To start with Deputy Kelly's questions, the Department of the Taoiseach has not brought in additional staff to deal with Covid-19, as I stated in my reply. It has reprioritised and reallocated work within the Department, as senior members of the Department have been dealing with it on a consistent basis since the outbreak of the pandemic early in the year. The judgment call was that it was better to have senior members of the Department and officials dealing with this matter rather than recruiting freshly into the Department. There is a requirement for experience and co-ordination in the wider Civil Service effort, working with the Department of Health and through the Covid co-ordination Cabinet subcommittee.

There has been fairly extensive work by the officials and I put on the record of the House that, despite all the argy-bargy, we need to reflect from time to time on the extraordinary work that senior public servants have put into the management of Covid-19 on behalf of this country. It speaks to the importance of a strong, highly resourced and high-calibre public service to deal and intervene as a State when something of the order of this global pandemic arises.

I can give Deputies a breakdown later of the posts in the different divisions of the Department. On the wider issue of staffing and public service pay in general, obviously the Department of Public Expenditure and Reform plays a stronger role there. Deputies Boyd Barrett and Barry spoke about how the HSE recruits staff. Since the new Government took office at the end of June, I have been constantly in touch with the HSE, and from the get-go I have been working on the idea of a separate workforce for contact tracing and testing. The chief executive of the HSE and the Minister for Health have been pushing very strongly for this and we have one of the highest rates and volumes of testing in Europe.

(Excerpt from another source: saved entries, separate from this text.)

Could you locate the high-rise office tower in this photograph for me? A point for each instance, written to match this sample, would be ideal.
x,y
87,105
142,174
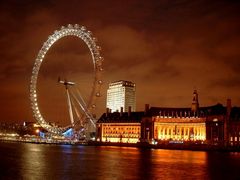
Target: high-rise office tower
x,y
121,94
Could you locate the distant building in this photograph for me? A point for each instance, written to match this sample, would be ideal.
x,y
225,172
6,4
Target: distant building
x,y
216,124
121,94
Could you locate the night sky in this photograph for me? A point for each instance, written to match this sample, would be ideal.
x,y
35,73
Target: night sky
x,y
168,48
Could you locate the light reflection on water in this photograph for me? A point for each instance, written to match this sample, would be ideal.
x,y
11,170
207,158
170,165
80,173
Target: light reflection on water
x,y
36,161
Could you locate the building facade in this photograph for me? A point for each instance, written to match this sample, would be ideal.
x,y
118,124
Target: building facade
x,y
121,94
217,124
120,127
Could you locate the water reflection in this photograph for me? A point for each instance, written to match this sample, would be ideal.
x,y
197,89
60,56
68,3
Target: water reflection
x,y
35,161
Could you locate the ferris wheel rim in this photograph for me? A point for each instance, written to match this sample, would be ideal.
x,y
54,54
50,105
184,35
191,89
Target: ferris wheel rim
x,y
85,35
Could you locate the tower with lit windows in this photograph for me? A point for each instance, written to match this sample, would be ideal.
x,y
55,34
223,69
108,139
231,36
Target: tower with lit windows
x,y
195,104
121,94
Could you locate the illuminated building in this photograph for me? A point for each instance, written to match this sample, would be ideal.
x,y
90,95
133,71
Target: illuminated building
x,y
121,94
218,125
121,126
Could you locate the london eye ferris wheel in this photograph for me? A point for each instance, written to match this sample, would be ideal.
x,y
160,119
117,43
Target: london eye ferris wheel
x,y
74,99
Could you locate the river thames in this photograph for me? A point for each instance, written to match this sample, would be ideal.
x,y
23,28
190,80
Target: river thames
x,y
42,161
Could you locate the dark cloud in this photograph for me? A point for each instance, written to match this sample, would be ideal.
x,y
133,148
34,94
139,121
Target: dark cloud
x,y
166,47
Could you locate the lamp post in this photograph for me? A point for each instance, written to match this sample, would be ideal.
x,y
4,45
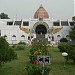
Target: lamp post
x,y
43,65
64,54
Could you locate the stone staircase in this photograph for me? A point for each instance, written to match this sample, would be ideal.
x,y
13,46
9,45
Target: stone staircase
x,y
41,37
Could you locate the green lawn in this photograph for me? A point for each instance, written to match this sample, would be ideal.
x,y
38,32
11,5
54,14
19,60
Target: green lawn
x,y
17,67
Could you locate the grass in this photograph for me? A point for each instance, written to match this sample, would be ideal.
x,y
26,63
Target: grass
x,y
17,67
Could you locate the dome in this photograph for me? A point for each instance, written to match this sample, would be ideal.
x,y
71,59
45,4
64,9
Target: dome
x,y
41,13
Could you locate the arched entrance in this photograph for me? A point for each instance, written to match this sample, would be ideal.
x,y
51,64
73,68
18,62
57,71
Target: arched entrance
x,y
41,29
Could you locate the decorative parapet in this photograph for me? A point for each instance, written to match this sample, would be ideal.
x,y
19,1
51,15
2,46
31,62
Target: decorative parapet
x,y
25,30
56,30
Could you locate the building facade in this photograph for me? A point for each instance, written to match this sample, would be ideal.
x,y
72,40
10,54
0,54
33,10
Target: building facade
x,y
26,30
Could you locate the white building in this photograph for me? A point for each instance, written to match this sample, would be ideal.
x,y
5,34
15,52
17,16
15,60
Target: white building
x,y
26,30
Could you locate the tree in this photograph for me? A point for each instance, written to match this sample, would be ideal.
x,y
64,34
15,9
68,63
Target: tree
x,y
73,18
72,33
4,16
6,53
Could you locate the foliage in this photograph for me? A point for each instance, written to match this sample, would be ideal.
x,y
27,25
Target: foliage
x,y
39,47
36,70
6,53
72,33
73,18
22,43
63,40
4,16
70,49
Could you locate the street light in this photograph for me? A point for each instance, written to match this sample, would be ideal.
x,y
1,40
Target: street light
x,y
64,54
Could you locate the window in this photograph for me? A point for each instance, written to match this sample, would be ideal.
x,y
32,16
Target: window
x,y
25,23
9,23
64,23
17,23
58,36
56,23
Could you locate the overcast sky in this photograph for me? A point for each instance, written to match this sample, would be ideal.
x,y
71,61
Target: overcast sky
x,y
57,9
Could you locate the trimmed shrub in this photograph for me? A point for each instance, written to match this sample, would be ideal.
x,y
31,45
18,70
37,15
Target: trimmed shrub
x,y
37,70
63,40
22,43
69,48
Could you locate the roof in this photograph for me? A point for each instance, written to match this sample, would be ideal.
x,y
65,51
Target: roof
x,y
41,13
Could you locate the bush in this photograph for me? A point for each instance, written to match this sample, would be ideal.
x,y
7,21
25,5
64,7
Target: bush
x,y
63,40
37,70
20,47
22,43
69,48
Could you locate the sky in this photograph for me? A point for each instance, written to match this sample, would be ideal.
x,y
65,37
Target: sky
x,y
25,9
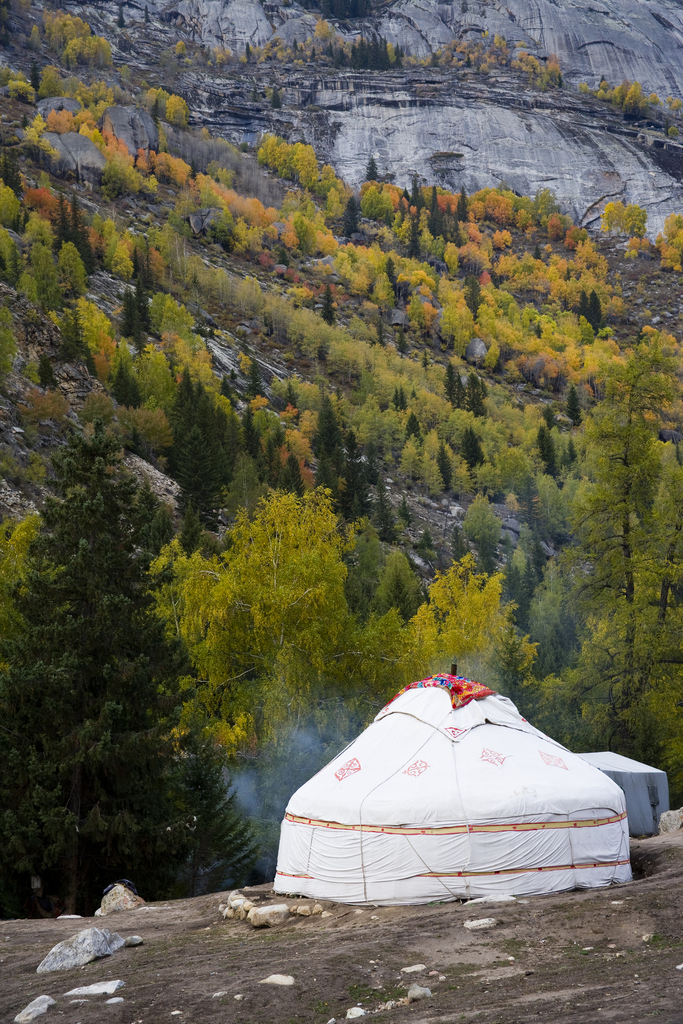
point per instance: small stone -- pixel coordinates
(417, 992)
(480, 925)
(267, 916)
(98, 988)
(35, 1009)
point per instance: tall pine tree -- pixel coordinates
(86, 691)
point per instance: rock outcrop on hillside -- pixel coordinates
(133, 126)
(77, 157)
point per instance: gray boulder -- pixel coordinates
(512, 524)
(50, 103)
(77, 156)
(35, 1009)
(133, 126)
(476, 351)
(671, 821)
(266, 916)
(417, 992)
(81, 948)
(203, 219)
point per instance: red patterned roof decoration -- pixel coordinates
(462, 690)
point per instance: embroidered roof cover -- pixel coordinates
(462, 690)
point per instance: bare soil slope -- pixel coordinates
(571, 957)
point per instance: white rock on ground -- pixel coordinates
(266, 916)
(35, 1009)
(480, 925)
(671, 821)
(81, 948)
(417, 992)
(98, 988)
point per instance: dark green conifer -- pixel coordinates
(124, 386)
(354, 500)
(414, 241)
(290, 478)
(255, 383)
(475, 393)
(472, 295)
(546, 446)
(413, 427)
(328, 312)
(384, 519)
(371, 170)
(88, 788)
(470, 449)
(573, 406)
(45, 373)
(350, 221)
(461, 209)
(444, 467)
(404, 513)
(594, 311)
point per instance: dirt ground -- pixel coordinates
(607, 954)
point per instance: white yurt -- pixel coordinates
(450, 793)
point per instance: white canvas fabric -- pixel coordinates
(435, 804)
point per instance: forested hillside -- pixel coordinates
(271, 448)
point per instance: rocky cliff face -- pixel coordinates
(635, 39)
(454, 127)
(464, 131)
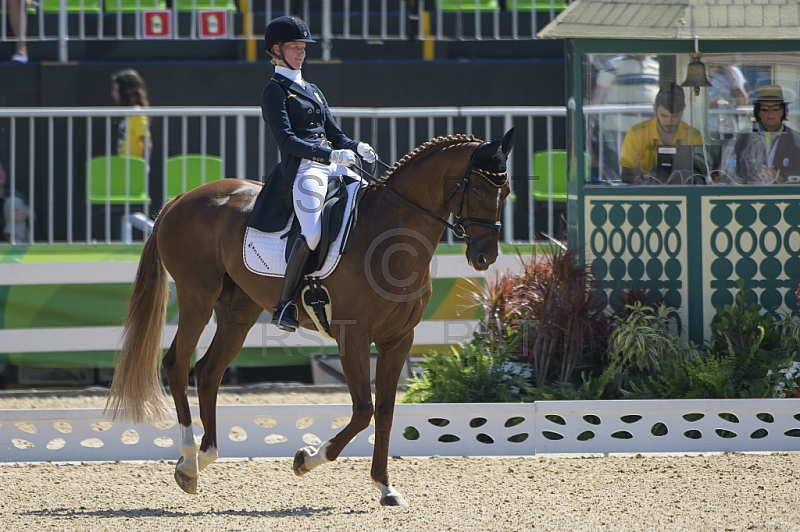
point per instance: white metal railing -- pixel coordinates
(49, 148)
(96, 20)
(483, 429)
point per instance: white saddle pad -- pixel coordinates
(264, 253)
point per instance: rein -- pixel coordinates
(459, 228)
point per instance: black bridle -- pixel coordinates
(459, 227)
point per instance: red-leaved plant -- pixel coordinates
(554, 308)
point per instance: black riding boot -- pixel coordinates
(285, 313)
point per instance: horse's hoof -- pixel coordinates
(393, 500)
(189, 485)
(299, 465)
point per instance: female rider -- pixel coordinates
(313, 148)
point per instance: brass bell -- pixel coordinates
(696, 75)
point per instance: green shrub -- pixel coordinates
(478, 371)
(639, 345)
(747, 344)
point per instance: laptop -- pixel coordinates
(676, 164)
(787, 159)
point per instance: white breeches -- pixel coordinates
(308, 195)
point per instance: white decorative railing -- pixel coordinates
(486, 429)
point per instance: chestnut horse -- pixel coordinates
(197, 238)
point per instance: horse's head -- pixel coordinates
(480, 202)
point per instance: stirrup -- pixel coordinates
(286, 321)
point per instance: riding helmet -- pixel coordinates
(286, 29)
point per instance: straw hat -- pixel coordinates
(770, 93)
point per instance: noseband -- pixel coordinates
(497, 180)
(459, 228)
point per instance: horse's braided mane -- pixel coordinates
(438, 142)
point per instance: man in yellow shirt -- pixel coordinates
(640, 147)
(133, 132)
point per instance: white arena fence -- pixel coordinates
(496, 429)
(68, 21)
(50, 147)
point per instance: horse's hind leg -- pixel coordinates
(236, 315)
(195, 306)
(355, 365)
(391, 360)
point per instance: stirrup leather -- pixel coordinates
(285, 313)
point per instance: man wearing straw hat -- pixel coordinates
(771, 152)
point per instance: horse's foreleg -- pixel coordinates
(355, 365)
(236, 315)
(391, 360)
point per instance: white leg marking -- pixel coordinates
(207, 458)
(188, 449)
(313, 457)
(389, 491)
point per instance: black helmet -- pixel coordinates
(286, 29)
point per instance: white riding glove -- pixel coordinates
(367, 153)
(343, 157)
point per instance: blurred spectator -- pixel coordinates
(771, 152)
(18, 20)
(727, 91)
(15, 213)
(133, 132)
(622, 80)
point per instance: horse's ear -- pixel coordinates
(508, 141)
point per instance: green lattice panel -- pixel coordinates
(634, 242)
(757, 239)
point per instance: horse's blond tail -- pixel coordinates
(136, 393)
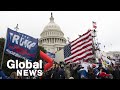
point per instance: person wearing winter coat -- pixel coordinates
(116, 73)
(82, 73)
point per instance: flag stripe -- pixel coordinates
(86, 58)
(79, 54)
(83, 36)
(81, 46)
(79, 49)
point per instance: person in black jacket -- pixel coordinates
(116, 73)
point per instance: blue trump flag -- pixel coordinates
(21, 45)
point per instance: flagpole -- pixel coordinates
(94, 43)
(3, 52)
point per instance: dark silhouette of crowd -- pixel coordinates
(77, 71)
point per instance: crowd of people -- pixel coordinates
(77, 71)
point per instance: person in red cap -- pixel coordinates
(95, 70)
(103, 75)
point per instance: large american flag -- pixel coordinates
(79, 49)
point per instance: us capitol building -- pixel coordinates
(52, 38)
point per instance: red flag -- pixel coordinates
(94, 25)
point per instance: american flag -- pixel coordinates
(79, 49)
(94, 25)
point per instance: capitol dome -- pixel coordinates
(52, 38)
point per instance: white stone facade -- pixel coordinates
(52, 38)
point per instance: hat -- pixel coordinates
(103, 74)
(93, 65)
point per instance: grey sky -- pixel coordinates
(72, 23)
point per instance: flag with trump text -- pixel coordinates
(79, 49)
(21, 45)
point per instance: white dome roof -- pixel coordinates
(52, 27)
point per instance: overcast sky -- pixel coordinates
(71, 23)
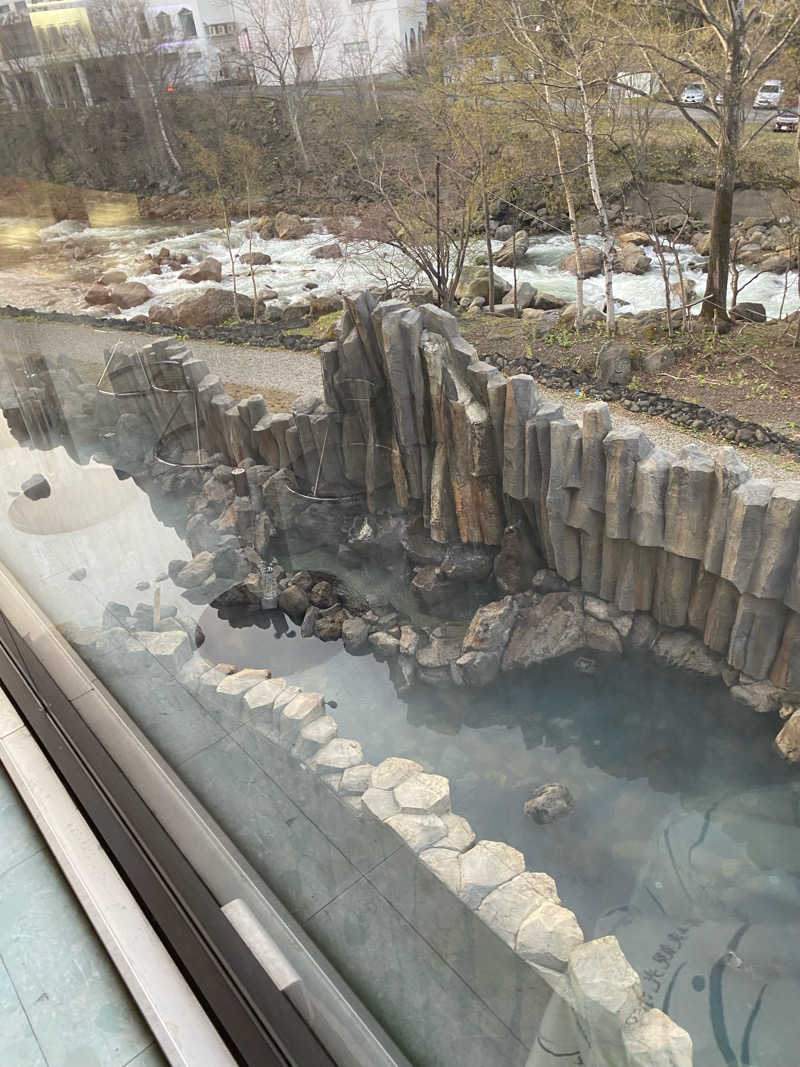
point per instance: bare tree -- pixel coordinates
(424, 209)
(152, 64)
(728, 46)
(290, 46)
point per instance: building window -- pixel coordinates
(221, 29)
(163, 25)
(187, 24)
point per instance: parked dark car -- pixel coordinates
(786, 121)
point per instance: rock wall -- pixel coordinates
(502, 928)
(414, 421)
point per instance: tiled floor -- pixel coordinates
(62, 1003)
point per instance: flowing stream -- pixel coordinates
(294, 270)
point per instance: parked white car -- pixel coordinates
(693, 94)
(769, 95)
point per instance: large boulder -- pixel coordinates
(129, 293)
(591, 260)
(513, 250)
(475, 283)
(113, 276)
(207, 270)
(553, 626)
(255, 258)
(525, 293)
(210, 307)
(289, 227)
(632, 260)
(330, 251)
(635, 237)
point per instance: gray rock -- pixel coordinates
(393, 770)
(171, 649)
(648, 503)
(505, 909)
(490, 627)
(309, 621)
(467, 562)
(549, 803)
(729, 474)
(417, 831)
(526, 295)
(761, 697)
(607, 993)
(787, 742)
(687, 503)
(591, 260)
(748, 312)
(685, 650)
(516, 562)
(778, 548)
(196, 572)
(548, 936)
(354, 633)
(513, 250)
(655, 1040)
(385, 646)
(552, 627)
(744, 535)
(424, 794)
(624, 450)
(476, 668)
(485, 866)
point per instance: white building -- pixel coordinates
(211, 41)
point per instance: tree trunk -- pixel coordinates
(291, 114)
(715, 300)
(160, 121)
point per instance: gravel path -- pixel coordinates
(296, 373)
(266, 369)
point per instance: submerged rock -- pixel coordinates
(293, 602)
(36, 488)
(549, 802)
(354, 633)
(552, 627)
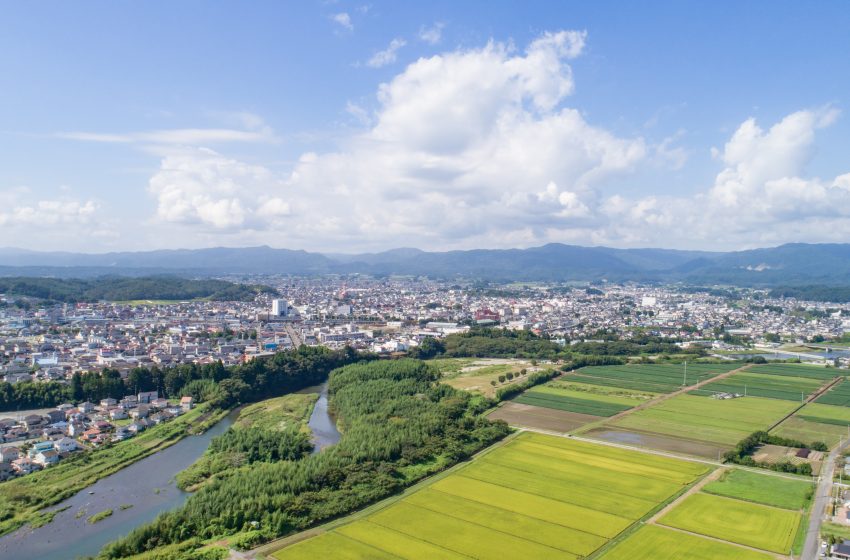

Denmark is ahead of us when it comes countries of more than 2 million people. The contact tracing side is improving, and while extensive, can be more extensive and we will work on it.

The vaccine will be a major logistical exercise and work is already under way on that. I said on previous occasions in the House that the European Union Commission has signed three agreements so far with Oxford-AstraZeneca, Janssen and Sanofi, and GlaxoSmithKline Biologicals. They are exploring the options and I hope they will be in a position to sign off with three other companies, so that by the end of the year, we might have some indication as to the feasibility of those vaccine research projects and when we will have a vaccine ready. It will take some long period in 2021 before it can be rolled out. It will be a major logistical exercise in itself.